O Conselho Nacional de Jurisdição da JS deu razão aos argumentos utilizados para a impugnação, mas alegou que esta não tinha validade pois tinha sido “intempestivamente apresentada” pelo requerente. Ou seja: chegou tarde de mais. De acordo com os estatutos da JS, a data limite para apresentar a impugnação era o dia 6 de dezembro. Problema: o requerente alega que só lhe foi dada acessa à ata, que lhe permitia fazer a impugnação, a 10 de dezembro. Tudo isso faz parte da providência cautelar. Mas não só.
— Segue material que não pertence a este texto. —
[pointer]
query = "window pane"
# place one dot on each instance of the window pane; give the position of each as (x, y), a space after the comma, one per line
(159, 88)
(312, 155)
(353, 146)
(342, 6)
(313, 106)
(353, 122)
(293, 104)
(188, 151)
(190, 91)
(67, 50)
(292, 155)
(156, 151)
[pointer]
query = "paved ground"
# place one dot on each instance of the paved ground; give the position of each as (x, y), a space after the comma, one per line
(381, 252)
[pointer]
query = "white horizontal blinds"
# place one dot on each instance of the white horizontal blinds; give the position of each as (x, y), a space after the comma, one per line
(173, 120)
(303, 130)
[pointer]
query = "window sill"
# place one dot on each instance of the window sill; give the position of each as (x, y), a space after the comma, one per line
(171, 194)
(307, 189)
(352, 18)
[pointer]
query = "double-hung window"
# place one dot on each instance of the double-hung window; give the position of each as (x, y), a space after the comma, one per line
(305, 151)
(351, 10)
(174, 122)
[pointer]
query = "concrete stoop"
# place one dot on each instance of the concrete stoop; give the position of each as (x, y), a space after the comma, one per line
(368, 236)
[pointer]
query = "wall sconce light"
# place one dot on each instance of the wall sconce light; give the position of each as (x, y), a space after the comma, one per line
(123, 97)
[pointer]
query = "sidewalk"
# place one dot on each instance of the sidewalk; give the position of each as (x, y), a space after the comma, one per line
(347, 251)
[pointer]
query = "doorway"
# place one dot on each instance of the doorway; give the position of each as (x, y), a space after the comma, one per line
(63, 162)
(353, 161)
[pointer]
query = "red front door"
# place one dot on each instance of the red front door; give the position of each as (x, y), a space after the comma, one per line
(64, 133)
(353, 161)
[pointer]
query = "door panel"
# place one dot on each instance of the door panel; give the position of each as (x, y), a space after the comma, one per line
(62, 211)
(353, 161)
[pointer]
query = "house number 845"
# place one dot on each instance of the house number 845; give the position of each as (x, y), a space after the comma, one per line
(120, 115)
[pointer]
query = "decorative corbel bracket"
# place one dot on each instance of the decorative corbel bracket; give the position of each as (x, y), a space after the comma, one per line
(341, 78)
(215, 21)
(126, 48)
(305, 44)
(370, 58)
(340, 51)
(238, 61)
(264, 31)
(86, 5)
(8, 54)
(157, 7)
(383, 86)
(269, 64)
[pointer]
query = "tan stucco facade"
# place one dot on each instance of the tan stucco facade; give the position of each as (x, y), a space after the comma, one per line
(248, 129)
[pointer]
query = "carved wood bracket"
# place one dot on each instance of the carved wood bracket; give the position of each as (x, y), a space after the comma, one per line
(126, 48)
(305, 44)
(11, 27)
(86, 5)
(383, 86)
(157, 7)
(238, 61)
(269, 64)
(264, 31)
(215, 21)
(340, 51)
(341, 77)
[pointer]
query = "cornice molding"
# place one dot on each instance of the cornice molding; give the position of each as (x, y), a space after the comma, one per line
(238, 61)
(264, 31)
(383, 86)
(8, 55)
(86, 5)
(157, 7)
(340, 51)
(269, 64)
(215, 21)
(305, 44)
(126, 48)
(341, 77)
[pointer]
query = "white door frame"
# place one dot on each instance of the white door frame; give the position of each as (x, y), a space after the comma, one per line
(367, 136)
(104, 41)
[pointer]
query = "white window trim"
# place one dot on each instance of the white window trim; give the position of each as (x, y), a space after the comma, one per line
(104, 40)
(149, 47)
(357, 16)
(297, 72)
Na mesma peça judicial, o autor lembra que “está em causa a eleição de uma única moção de estratégia, encabeçada por Maria Begonha, cujo curriculum foi já colocado em causa pelos órgãos de comunicação social, inclusivamente sendo veiculadas notícias de que o Ministério Público está atualmente a investigar toda esta situação” e que “uma eventual aprovação da referida moção de estratégia colocará em causa o bom nome da Juventude Socialista e consequentemente do próprio Partido Socialista, assim como de todos os militantes.”
A peça processual cita ainda depois as declarações das militantes Ana Gomes e Gabriela Canavilhas, que apelaram à desistência da candidata, para reforçar que “fica claramente provado o perigo de ocorrência de dano para todos os militantes e para o próprio Partido, caso não seja suspenso o processo eleitoral ou a eficácia das eleições ou deliberações tomadas no Congresso Nacional, já que o mesmo é desafiador da defesa de todos os princípios democráticos constitucionalmente protegidos, que o próprio Partido sempre se assumiu como principal percursor.”
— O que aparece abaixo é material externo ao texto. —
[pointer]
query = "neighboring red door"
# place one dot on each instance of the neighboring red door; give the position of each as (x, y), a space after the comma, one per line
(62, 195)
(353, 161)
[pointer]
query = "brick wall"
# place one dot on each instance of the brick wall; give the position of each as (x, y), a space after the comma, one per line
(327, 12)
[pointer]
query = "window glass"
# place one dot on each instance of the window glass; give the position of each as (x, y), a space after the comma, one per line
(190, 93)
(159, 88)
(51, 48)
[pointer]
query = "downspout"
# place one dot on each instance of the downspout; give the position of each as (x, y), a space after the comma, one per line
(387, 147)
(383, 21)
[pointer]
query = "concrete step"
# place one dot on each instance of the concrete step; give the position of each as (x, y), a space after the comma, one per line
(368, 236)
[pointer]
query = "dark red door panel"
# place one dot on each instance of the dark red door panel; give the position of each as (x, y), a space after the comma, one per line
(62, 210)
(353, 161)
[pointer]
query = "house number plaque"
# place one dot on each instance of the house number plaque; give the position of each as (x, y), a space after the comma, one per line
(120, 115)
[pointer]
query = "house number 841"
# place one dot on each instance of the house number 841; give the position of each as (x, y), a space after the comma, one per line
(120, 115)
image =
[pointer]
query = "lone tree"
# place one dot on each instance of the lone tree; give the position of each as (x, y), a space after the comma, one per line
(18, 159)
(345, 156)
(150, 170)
O autor adverte que “caso ocorra a eleição da única candidata, é o direito ao bom nome dos militantes, do próprio PS e da Juventude Socialista que fica colocado em causa, sendo em fase posterior muito mais difícil a anulação essas mesmas eleições”. Assim, o militante que requer em tribunal que “seja admitido o presente procedimento cautelar, sem necessidade de audição da parte contrária, requerendo-se a suspensão do processo eleitoral e da eficácia das eleições ou deliberações tomadas no Congresso Nacional, agendado para os dias 14 a 16 de Dezembro de 2018, tudo nos termos e pelos fundamentos supra expostos.”
Ao pedir que não seja ouvida a parte contrária, o autor da providência pretende ganhar tempo e conseguir a suspensão imediata do Congresso. Na mesma peça processual, o requerente anexa a decisão do Conselho de Jurisdição Nacional, a ata da reunião de 7 de outubro de Albufeira, bem como o Regulamento de Disciplina e de Processo Jurisdicional da JS.